Assigning Interface to Object

Steven Schveighoffer schveiguy at yahoo.com
Thu Jan 20 05:01:38 PST 2011


On Thu, 20 Jan 2011 02:01:26 -0500, Mandeep Singh Brar  
<mandeep at brars.co.in> wrote:

> "This would be easily resolved if interfaces were known to be Objects. "
>
> But shouldnt this be the case, because there would be nothing called as  
> an
> Interface which can be pointed to; it would be an Object which is  
> implementing an
> interface which is being pointed to.

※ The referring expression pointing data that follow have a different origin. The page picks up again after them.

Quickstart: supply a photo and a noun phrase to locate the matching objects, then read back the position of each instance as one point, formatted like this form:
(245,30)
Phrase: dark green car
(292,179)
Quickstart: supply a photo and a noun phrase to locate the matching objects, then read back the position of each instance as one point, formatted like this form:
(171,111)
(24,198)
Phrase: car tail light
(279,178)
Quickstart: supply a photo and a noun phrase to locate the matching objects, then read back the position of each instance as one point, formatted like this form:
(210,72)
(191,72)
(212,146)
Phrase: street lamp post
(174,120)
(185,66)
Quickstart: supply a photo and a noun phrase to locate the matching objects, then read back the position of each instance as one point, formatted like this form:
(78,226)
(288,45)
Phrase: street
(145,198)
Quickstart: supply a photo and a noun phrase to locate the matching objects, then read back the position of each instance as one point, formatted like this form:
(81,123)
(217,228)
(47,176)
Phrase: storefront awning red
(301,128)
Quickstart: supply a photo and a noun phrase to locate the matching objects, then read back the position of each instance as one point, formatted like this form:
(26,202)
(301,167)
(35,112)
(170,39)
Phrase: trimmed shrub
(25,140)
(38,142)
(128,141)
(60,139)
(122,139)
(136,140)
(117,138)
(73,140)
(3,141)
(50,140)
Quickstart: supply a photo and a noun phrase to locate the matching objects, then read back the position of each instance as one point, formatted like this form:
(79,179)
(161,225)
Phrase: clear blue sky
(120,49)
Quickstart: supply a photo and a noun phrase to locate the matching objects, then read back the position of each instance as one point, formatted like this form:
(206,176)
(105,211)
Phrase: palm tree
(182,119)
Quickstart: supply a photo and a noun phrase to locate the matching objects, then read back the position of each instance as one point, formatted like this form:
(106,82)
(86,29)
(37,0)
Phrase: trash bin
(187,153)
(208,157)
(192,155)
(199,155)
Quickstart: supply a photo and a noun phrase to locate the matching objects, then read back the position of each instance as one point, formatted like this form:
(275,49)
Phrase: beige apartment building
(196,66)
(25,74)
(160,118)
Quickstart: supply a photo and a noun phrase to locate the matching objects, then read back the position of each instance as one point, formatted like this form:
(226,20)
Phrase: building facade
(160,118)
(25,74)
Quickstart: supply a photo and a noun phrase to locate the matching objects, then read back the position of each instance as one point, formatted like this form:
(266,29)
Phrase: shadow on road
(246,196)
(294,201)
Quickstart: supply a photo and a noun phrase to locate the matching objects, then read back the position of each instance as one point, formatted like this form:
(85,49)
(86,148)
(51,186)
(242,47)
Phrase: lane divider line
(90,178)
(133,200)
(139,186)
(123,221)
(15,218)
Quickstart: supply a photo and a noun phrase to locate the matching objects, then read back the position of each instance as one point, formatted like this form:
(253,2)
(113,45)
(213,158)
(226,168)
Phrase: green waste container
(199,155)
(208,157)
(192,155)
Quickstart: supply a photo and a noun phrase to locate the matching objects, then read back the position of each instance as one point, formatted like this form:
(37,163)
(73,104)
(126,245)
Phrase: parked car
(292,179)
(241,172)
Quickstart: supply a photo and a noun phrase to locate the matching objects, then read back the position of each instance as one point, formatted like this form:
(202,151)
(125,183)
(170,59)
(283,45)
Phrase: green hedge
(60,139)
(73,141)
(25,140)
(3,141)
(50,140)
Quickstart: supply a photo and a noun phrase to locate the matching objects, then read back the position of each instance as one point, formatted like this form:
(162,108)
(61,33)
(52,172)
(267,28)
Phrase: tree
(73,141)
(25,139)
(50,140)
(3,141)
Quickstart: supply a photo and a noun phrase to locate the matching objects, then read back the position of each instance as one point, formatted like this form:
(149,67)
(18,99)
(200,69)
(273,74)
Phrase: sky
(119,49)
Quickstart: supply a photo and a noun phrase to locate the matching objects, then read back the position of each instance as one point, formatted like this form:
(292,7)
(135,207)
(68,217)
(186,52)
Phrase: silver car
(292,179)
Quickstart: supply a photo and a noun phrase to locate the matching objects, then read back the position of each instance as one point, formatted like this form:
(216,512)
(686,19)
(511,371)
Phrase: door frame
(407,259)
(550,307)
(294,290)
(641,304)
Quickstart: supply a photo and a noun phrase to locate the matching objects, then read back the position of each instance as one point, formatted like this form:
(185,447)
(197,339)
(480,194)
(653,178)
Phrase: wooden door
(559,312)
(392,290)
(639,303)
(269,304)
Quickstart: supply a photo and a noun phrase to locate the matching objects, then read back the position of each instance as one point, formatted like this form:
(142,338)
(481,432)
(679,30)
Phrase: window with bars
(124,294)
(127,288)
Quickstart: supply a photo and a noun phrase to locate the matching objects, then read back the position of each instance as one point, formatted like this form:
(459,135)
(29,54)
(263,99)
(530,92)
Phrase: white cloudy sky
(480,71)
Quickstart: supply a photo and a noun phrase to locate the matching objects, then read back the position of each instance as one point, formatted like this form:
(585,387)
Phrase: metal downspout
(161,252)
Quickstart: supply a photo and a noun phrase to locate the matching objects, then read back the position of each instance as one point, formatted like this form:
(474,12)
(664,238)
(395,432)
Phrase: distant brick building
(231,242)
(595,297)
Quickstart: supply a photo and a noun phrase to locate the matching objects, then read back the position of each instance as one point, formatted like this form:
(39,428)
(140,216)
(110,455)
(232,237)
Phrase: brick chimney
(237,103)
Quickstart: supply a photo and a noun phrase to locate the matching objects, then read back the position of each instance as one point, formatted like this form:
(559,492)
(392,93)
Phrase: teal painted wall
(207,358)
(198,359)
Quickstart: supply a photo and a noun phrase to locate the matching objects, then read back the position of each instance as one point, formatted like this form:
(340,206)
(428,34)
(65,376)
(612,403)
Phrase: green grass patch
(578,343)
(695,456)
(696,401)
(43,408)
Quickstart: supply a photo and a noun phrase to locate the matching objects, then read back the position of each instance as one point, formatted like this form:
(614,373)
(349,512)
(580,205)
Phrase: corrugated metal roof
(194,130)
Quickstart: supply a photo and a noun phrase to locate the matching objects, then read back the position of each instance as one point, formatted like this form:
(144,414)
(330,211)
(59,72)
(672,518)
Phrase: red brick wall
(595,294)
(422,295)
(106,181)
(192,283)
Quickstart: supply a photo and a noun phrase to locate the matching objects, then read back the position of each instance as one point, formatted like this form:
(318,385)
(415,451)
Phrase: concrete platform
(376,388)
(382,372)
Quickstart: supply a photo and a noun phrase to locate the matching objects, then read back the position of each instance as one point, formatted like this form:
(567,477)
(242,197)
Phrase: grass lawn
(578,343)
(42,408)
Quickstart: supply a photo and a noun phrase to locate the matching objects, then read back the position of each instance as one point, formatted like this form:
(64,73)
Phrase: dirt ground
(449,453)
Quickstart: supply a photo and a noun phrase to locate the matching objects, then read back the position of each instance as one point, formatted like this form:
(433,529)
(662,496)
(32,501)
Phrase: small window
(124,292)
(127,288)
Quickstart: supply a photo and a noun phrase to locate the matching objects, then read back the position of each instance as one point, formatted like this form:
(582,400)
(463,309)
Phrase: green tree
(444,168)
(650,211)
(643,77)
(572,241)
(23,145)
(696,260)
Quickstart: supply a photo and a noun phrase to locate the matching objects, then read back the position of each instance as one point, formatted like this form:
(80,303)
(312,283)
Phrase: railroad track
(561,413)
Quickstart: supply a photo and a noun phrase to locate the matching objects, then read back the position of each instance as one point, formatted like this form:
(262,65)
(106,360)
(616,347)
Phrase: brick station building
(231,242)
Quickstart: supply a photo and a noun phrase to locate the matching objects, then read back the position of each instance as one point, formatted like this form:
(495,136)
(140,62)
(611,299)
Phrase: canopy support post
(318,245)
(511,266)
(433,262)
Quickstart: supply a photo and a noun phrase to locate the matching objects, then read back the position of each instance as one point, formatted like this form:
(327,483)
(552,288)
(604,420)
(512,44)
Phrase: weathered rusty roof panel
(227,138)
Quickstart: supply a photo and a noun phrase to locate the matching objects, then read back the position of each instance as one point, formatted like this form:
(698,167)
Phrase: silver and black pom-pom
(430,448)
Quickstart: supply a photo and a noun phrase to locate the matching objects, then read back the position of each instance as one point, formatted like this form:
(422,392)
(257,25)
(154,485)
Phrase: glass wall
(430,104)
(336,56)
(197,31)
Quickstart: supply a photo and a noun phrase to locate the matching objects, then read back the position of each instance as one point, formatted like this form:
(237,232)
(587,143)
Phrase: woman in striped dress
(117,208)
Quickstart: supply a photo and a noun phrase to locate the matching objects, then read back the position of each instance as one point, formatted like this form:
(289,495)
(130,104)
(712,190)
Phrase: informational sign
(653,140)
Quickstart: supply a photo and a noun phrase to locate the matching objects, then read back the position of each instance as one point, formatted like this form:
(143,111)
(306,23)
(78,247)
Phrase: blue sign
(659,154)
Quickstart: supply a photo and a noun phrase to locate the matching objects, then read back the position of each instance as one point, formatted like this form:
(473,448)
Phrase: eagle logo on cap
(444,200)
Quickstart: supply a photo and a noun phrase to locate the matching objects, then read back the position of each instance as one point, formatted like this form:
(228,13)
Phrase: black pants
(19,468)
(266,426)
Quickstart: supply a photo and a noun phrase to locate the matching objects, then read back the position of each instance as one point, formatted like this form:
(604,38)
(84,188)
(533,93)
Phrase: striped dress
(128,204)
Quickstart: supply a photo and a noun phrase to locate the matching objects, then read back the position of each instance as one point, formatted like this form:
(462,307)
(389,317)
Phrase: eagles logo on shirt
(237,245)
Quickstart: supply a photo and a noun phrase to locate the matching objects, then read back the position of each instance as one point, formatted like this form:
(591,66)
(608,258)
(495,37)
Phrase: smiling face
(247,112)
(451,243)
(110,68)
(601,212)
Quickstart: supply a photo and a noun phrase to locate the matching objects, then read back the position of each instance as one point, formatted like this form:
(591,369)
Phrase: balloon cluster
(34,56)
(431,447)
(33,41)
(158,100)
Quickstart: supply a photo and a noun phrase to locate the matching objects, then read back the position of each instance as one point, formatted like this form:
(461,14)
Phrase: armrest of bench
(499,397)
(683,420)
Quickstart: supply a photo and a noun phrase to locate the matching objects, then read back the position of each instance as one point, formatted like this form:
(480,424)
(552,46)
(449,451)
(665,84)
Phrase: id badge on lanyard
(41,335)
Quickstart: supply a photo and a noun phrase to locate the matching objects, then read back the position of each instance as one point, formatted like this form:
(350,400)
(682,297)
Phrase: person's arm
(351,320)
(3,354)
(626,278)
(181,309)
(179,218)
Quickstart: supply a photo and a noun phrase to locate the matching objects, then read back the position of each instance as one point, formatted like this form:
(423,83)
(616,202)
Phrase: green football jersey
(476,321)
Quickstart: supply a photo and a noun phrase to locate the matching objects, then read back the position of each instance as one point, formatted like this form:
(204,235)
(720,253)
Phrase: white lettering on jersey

So shouldnt Interfaces be Objects  
> too.
> Otherwise, wouldnt it defeat the purpose of having Object as the base  
> class for
> everything.

The issue is COM interfaces.  What bugs me about it is, whether an  
interface derives from IUnknown is known at compile time.  I don't think  
it's possible to define an interface that *doesn't* derive from IUnknown  
that is not a D Object.  I believe the compiler even handles IUnknown  
interfaces differently.

I think the problem is that COM support was added when compile-time  
functionality was in its infancy.  There are quite a few legacy problems  
due to that.  For instance, the builtin array sort routine does not use  
compile-time information.

It would be nice to fix this problem, but I'm not sure how willing Walter  
is to do it.  For sure, we need a solution to the opEquals problem.